Integrating Multi-Physics Simulations and Machine Learning to Define the Spatter Mechanism and Process Window in Laser Powder Bed Fusion
Olabode T. Ajenifujah, Francis Ogoke, Florian Wirth, Jack Beuth, Amir Barati Farimani
TL;DR
The paper tackles spatter formation in laser powder bed fusion by developing a high-fidelity multiphysics OpenFOAM model coupled with a spatter-tracking pipeline and machine learning classifiers, augmented by SHAP explainability, to relate spatter ejection to melt pool dynamics. FLOW-3D data provide faster, economy-focused validation and enable a reduced-order approach that leverages ML trained on OpenFOAM data to generate a comprehensive spatter process map across parameter space. The results demonstrate high classification accuracy ($97\%-99\%$) and identify key discriminative features (notably $z$-axis position, recoil pressure, and $z$-velocity) with interpretable insights from SHAP and PDP analyses. The resulting spatter process map highlights processing windows that minimize spatter and intersects with porosity regimes, offering practical guidance for achieving low-defect LPBF parts at scale.
Abstract
Laser powder bed fusion (LPBF) has shown promise for wide range of applications due to its ability to fabricate freeform geometries and generate a controlled microstructure. However, components generated by LPBF still possess sub-optimal mechanical properties due to the defects that are created during laser-material interactions.

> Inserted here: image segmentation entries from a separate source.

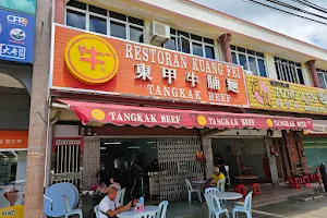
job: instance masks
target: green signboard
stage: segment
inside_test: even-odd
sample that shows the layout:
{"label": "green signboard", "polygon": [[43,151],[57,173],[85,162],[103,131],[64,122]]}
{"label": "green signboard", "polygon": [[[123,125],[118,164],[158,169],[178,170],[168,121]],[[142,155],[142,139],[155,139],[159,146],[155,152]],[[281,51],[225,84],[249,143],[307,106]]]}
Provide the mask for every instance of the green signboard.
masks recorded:
{"label": "green signboard", "polygon": [[35,14],[37,0],[0,0],[0,8]]}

In this work, we investigate mechanism of spatter formation, using a high-fidelity modelling tool that was built to simulate the multi-physics phenomena in LPBF. The modelling tool have the capability to capture the 3D resolution of the meltpool and the spatter behavior. To understand spatter behavior and formation, we reveal its properties at ejection and evaluate its variation from the meltpool, the source where it is formed. The dataset of the spatter and the meltpool collected consist of 50 % spatter and 50 % melt pool samples, with features that include position components, velocity components, velocity magnitude, temperature, density and pressure. The relationship between the spatter and the meltpool were evaluated via correlation analysis and machine learning (ML) algorithms for classification tasks. Upon screening different ML algorithms on the dataset, a high accuracy was observed for all the ML models, with ExtraTrees having the highest at 96 % and KNN having the lowest at 94 %.